Copilot commented on code in PR #56066:
URL: https://github.com/apache/spark/pull/56066#discussion_r3289174823
##########
python/pyspark/pandas/frame.py:
##########
@@ -13901,7 +13912,7 @@ def _build_groupby(
) -> "DataFrameGroupBy":
from pyspark.pandas.groupby import DataFrameGroupBy
- return DataFrameGroupBy._build(self, by, as_index=as_index,
dropna=dropna)
+ return self._constructorGroupBy._build(self, by, as_index=as_index,
dropna=dropna)
Review Comment:
`DataFrame._build_groupby` and `DataFrame.resample` now depend on
`self._constructorGroupBy` and `self._constructorResampler`, but this diff
doesn’t show those attributes/properties being defined. If they’re not defined
somewhere in the class hierarchy, these calls will raise `AttributeError` at
runtime. Consider (mandatory) either: (1) adding `@property` definitions (e.g.,
returning `DataFrameGroupBy` / `DataFrameResampler`) consistent with the new
constructor pattern, or (2) reverting these two call sites to the previous
concrete classes if constructor customization isn’t intended here.
##########
python/pyspark/pandas/frame.py:
##########
@@ -13965,7 +13976,7 @@ def resample(
if len(agg_columns) == 0:
raise ValueError("No available aggregation columns!")
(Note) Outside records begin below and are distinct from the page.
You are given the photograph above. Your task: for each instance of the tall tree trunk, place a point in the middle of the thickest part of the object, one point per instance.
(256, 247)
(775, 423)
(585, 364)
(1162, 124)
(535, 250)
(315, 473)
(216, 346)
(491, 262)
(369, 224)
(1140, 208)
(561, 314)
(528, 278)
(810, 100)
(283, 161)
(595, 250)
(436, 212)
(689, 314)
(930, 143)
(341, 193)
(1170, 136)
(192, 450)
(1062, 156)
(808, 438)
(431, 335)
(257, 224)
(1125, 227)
- return DataFrameResampler(
+ return self._constructorResampler(
Review Comment:
`DataFrame._build_groupby` and `DataFrame.resample` now depend on
`self._constructorGroupBy` and `self._constructorResampler`, but this diff
doesn’t show those attributes/properties being defined. If they’re not defined
somewhere in the class hierarchy, these calls will raise `AttributeError` at
runtime. Consider (mandatory) either: (1) adding `@property` definitions (e.g.,
returning `DataFrameGroupBy` / `DataFrameResampler`) consistent with the new
constructor pattern, or (2) reverting these two call sites to the previous
concrete classes if constructor customization isn’t intended here.
##########
python/pyspark/pandas/tests/test_extension.py:
##########
@@ -138,6 +138,41 @@ def __init__(self, data):
with self.assertRaises(AttributeError):
ps.Series([1, 2], dtype=object).bad
+ def test_extension_properties(self):
Review Comment:
There are blank lines with trailing whitespace in the new test (e.g., around
lines 164 and 172). Please remove trailing whitespace to keep the file clean
and avoid lint noise.
##########
python/pyspark/pandas/tests/test_extension.py:
##########
@@ -138,6 +138,41 @@ def __init__(self, data):
with self.assertRaises(AttributeError):
ps.Series([1, 2], dtype=object).bad
+ def test_extension_properties(self):
+ # Define subclasses mimicking the original pandas subclass
implementation
+ class SubclassedSeries(ps.Series):
+ @property
+ def _constructor(self):
+ return SubclassedSeries
+
+ @property
+ def _constructor_expanddim(self):
+ return SubclassedDataFrame
+
+ class SubclassedDataFrame(ps.DataFrame):
+ @property
+ def _constructor(self):
+ return SubclassedDataFrame
+
+ @property
+ def _constructor_sliced(self):
+ return SubclassedSeries
+
+ # Test DataFrame extension properties
+ sub_psdf = SubclassedDataFrame(self.psdf._internal)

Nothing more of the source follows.